While watching Time Code, I noticed its relevance to Wark's discussion of time.
Thinking of the camera as composing its own time, Time Code can then be a presentation of four times, the time of each character. At the beginning of the film, the times seem to run parallel to one another since the audience does not have enough information to connect the characters. The times intersect when speak across vectors via phone or vectors follow them into the same space. In particular, Wark's discussion of the moment of danger applies nicely to the earthquake sequences, "Every now and then there is an event which interrupts all such discrete and parallel times, cutting across them and marking them all with the image of a moment of danger" (265)
The earthquakes are the only events to occur in all times at once. Each time it pauses the narrative as characters check to make sure that they are unharmed before they continue forwarding the plot. We are pulled from the individual frame of focus to watch all the frames as a collective: "Local and communal rhythms suddenly appear as connected to global forces and relations." (266)
Additionally, the format of the film also allows the time of the film and the time of the audience to intersect. Shot in real-time as four continuous shots, there has been no editing to the visual. Although this could have been shot cutting from character to character and elapsing time to quicken the pace, this format removes the viewer from cinematic time and into the time of the viewer. Each character experiences every moment of the film, and we the audience also experience each moment as well.

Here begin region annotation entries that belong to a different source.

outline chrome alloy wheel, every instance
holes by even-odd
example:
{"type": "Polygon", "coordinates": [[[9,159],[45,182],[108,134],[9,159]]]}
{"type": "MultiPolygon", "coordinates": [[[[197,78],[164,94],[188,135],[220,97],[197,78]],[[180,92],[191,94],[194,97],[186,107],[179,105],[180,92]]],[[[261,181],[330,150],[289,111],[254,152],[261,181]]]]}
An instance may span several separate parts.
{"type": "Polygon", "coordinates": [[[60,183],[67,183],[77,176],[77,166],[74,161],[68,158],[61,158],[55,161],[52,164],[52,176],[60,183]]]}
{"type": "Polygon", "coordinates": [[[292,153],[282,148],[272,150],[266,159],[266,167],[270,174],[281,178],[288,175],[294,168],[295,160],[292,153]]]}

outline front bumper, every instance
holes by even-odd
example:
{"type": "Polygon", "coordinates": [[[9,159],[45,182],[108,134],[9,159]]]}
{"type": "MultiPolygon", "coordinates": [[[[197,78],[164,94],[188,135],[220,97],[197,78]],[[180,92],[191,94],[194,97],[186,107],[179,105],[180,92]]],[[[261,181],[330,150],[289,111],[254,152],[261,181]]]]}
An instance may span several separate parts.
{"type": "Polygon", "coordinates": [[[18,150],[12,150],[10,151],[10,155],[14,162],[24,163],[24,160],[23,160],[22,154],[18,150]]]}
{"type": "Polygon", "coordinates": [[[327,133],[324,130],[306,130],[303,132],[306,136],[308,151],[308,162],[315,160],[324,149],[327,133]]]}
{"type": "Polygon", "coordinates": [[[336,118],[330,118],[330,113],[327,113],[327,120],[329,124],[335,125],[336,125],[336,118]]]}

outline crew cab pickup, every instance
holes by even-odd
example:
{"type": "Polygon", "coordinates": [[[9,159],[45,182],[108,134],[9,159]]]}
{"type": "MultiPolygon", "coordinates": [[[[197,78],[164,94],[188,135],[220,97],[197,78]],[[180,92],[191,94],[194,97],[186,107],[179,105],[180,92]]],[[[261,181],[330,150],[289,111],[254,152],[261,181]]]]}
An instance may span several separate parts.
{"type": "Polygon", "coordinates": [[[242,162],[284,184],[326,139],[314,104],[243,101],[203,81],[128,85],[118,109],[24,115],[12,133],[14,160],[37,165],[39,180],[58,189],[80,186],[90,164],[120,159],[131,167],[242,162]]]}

There was an odd moment during the screening in which our actions as an audience intersected with events on screen. During the directors soliloquy about her avant garde film, a few people at the screening snickered. This was followed by Alex snickering on screen and then breaking out into full laughter. A good portion of the audience followed Alex's example. The real-time shooting of the film feel part of our world. Instead of feeling mediated through the screen, it was as if both Alex and the director were present in the room.